Non vediamo l’immensa distesa di Tokyo, non abbiamo alcun sentore dei circa quindici milioni di abitanti che la animano. Al contrario, percepiamo spazi piccoli, angusti, affastellati uno accanto all’altro. Ed è da questo che ci rendiamo conto del tanto, del costipato, dell’essenziale. In questa “moltezza” vivono Ryota, la moglie Kyoto, il figlio Shingo e la madre Yoshiko. È il Ritratto di famiglia con tempesta che il regista giapponese Hirokazu Kore-Eda dipinge come un acquerello e compone come una serie delicata e intensa di haiku.

A Tokyo è in arrivo un tifone, con questo fanno ventiquattro dall’inizio dell’anno. Qualcosa a cui i giapponesi sono abituati. La radio laconica ripete la notizia e raccomanda alla popolazione di mettersi al riparo. Ma la questione sta sullo sfondo, è un refrain ripetuto meccanicamente, un dettaglio che scompone di poco le vite di tutti.

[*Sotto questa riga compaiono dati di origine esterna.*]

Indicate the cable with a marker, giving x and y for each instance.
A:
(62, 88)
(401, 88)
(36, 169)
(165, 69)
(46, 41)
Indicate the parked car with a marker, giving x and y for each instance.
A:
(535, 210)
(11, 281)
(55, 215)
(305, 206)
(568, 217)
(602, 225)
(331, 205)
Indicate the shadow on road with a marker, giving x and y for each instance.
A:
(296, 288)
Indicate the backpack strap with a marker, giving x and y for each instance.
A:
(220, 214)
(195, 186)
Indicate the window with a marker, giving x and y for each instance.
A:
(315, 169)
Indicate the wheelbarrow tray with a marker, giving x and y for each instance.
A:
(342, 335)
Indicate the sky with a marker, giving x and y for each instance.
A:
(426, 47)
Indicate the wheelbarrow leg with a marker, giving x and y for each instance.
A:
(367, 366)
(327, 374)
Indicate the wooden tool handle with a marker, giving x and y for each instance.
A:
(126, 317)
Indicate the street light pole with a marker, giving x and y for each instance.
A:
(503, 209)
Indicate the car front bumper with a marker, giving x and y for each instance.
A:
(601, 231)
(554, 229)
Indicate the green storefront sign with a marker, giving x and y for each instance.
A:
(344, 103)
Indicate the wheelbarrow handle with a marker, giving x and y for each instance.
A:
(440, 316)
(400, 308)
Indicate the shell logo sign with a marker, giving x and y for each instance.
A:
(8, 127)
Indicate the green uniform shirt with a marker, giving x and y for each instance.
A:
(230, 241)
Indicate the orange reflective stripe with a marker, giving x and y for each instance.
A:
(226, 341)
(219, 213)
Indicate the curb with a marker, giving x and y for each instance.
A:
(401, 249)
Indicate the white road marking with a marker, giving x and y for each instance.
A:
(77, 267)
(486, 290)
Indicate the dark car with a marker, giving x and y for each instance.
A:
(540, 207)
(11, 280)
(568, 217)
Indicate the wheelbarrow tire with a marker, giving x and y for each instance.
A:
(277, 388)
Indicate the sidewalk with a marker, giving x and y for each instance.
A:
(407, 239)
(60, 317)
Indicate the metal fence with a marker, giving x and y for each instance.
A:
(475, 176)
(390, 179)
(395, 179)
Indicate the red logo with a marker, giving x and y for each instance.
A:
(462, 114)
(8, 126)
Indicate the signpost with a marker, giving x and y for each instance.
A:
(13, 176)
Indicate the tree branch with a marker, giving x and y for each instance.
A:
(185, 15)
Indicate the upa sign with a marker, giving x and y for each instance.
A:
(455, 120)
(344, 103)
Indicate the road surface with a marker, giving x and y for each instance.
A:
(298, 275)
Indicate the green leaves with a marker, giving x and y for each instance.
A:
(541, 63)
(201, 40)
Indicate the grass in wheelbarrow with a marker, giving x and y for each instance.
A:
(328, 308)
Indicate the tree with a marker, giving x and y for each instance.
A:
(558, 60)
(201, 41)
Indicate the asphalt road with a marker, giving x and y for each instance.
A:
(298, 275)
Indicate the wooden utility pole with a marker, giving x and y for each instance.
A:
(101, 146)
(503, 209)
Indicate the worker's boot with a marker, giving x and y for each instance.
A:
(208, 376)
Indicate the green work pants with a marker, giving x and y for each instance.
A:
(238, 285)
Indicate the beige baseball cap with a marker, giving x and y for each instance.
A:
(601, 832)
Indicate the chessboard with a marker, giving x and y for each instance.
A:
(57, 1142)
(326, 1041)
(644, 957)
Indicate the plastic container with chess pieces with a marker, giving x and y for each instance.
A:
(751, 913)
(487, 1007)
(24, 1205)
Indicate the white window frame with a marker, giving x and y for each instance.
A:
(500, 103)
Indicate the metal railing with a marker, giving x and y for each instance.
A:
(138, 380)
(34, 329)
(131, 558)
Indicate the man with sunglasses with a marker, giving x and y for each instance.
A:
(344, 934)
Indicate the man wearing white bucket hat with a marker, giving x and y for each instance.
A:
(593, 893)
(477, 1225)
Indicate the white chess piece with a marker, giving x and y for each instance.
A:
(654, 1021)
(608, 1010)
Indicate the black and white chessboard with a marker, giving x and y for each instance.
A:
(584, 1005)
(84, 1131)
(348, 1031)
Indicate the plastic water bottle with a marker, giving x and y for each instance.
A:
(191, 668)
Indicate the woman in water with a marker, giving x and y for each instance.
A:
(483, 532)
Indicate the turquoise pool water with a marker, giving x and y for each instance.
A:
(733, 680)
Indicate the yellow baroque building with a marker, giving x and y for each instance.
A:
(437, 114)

Il tifone è in arrivo e Ryota si muove come un gatto che sente la tempesta ancora invisibile. È uno scrittore, famoso per un romanzo di successo e poi sconfitto dalla vita. Ha una moglie che lo ha lasciato e un figlio che vede una volta al mese. E ha una madre attorno alla quale tutto si muove: la famiglia, i sogni, i bisogni, il tifone.

Ryota vive nella speranza e nell’illusione di scrivere un altro romanzo. E intanto si arrampica su specchi lucidi e scivolosi per sopravvivere, pagare gli alimenti, dare un senso alle cose. Lavora per un’agenzia investigativa pedinando e ricattando, gioca d’azzardo per moltiplicare i guadagni ma quasi sempre perde, non si dà pace per il suo matrimonio fallito e per un figlio che la vita, le circostanze, le sue goffaggini gli portano via. In questa deriva fangosa e senza orizzonti lui è l’unico a restare fermo. Gli altri scorrono.

Perfino la madre, vedova da poco, con due figli inquieti e opportunisti, scorre come un fiume: perché hai buttato via tutte le cose di papà? Avete passato insieme cinquant’anni. Proprio perché siamo stati insieme cinquant’anni posso buttare via tutto.

Yoshiko è una forza della natura, nel senso che è lì radicata come una quercia, flessibile come un giunco, armonica come un soffio di vento, impetuosa come il tifone in arrivo.
È la rappresentazione dell’haiku. Questo antico e meraviglioso componimento poetico che racchiude in pochi versi l’essenziale. Il tanto nel poco. Il grande nel piccolo. L’universo nell’atomo.

Come le case. In questo film si vedono strade e case. Tutte colte nel dettaglio. Soprattutto la casa di Yoshiko è il centro attorno al quale ogni cosa accade. Un appartamento in un edificio come tanti a Tokyo, microscopico ma denso di universo dove ciò che è vitale scorre: l’inchiostro sulla carta, i gesti calibrati per attraversare spazi minimi, le porte le finestre gli armadi, tutti scorrevoli rigorosamente scorrevoli, l’acqua che disseta le piante. E con l’acqua il cibo. C’è molto nutrimento in questa storia. Yoshiko cucina per sé, per i figli, il nipote, la nuora. Ma lo fa con gesti liberi, colmi di possibilità, di scelta.

Così sono gli haiku: universi saturi di vita e natura che scorrono, di nutrimento e di possibilità offerti come pietanze.
Il tifone arriva e coglie la famiglia nella casa di Yoshiko. La tiene stretta nel piccolo universo delle possibilità e lì attende, osserva, riflette, parla, mangia, si scompone e ricompone senza sosta fino al mattino dopo. Ed è un altro giorno per tutti. Soprattutto per Ryota che nella tempesta ha perso e ritrovato tutto. O forse lo ritroverà.

Annotazioni: Ritratto di famiglia con tempesta era in concorso al Festival di Cannes 2016 nella sezione Un certaine regarde. Kore-Eda è autore, oltre che della regia, anche di soggetto sceneggiatura e montaggio. Voglio ricordare altri due suoi film densi e poetici come questo e come questo in concorso a Cannes: Father and Son (2013), che ha vinto il Premio della Giuria, e Little Sister (2015). Il titolo, che mi piace ripetere per l’armonia che scatena, Ritratto di famiglia con tempesta, ha in sé la bellezza di un haiku.